Did ETS Coverage and Free Allowances Affect Economic Performance and GHG Emissions in the EU?: Evidence from a Panel of EU Sectors
DOI:
https://doi.org/10.15353/rea.v17i4.6385Keywords:
EU ETS, GHG emissions, free allowances, gross output, value added, sectoral performanceAbstract
This study analyzes the impacts of the European Union Emissions Trading System and free allowances on sectoral value added, gross output, and greenhouse gas emissions in the European Union for the period 1995-2020. Since the European Union Emissions Trading System inherently covers firm-level emissions, most studies in this area have been conducted at the firm level. However, a sectoral analysis allows understanding how sectors as a whole respond to the carbon pricing mechanism in terms of carbon reductions, competitiveness and sectoral output growth. It can also reveal how changes differ across sectors subject to different regulations. Controlling for sectoral employment, intermediate input use, and time effects, the results show that European Union Emissions Trading System coverage has a negative impact on both value added and gross output, but does not lead to a significant reduction in greenhouse gas emissions.
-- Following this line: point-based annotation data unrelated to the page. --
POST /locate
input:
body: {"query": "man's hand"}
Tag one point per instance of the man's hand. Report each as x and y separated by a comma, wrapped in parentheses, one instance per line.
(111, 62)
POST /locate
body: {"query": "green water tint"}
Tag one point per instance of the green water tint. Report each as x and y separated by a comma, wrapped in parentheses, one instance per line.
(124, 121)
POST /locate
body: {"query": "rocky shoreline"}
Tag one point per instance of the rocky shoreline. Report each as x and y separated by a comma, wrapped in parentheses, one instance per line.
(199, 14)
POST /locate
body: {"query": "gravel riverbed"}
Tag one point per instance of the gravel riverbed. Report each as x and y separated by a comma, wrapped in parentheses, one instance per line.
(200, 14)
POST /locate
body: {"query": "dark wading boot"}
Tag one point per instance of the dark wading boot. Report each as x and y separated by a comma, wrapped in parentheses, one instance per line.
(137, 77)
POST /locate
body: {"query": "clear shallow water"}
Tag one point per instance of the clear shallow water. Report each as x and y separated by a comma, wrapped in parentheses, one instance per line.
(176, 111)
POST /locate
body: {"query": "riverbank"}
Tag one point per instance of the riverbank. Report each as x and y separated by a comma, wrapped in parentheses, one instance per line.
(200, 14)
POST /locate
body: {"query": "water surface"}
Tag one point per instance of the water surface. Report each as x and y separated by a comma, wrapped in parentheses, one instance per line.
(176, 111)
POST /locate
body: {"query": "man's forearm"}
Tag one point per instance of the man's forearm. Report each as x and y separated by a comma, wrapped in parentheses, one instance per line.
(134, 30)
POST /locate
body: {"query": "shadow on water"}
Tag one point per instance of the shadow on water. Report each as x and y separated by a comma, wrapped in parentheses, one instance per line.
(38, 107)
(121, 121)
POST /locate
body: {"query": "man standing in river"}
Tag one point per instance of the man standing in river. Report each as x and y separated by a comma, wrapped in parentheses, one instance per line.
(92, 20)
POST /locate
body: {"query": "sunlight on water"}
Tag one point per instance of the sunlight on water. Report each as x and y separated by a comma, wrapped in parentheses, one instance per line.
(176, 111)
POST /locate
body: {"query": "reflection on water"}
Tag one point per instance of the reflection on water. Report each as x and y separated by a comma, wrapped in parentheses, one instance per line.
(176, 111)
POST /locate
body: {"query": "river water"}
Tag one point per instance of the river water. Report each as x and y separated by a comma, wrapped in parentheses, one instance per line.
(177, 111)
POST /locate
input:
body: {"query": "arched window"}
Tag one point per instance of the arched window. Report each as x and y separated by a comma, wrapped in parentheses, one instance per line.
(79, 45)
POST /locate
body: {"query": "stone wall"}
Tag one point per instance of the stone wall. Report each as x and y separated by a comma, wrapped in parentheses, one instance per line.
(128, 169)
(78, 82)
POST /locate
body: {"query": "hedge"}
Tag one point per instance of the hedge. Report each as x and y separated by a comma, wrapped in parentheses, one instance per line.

The findings indicate that more labor-intensive and less input-intensive production can reduce emissions. Furthermore, the study draws attention to the competitive losses caused by compliance costs in sectors within the scope of the European Union Emissions Trading System and shows that the impact of free allowances on performance is insufficient. These results highlight the importance of coherent and inclusive approaches in policy design to more effectively manage the economic and environmental impacts of the European Union Emissions Trading System. It is recommended to develop more targeted and flexible strategies, taking into account sectoral differences.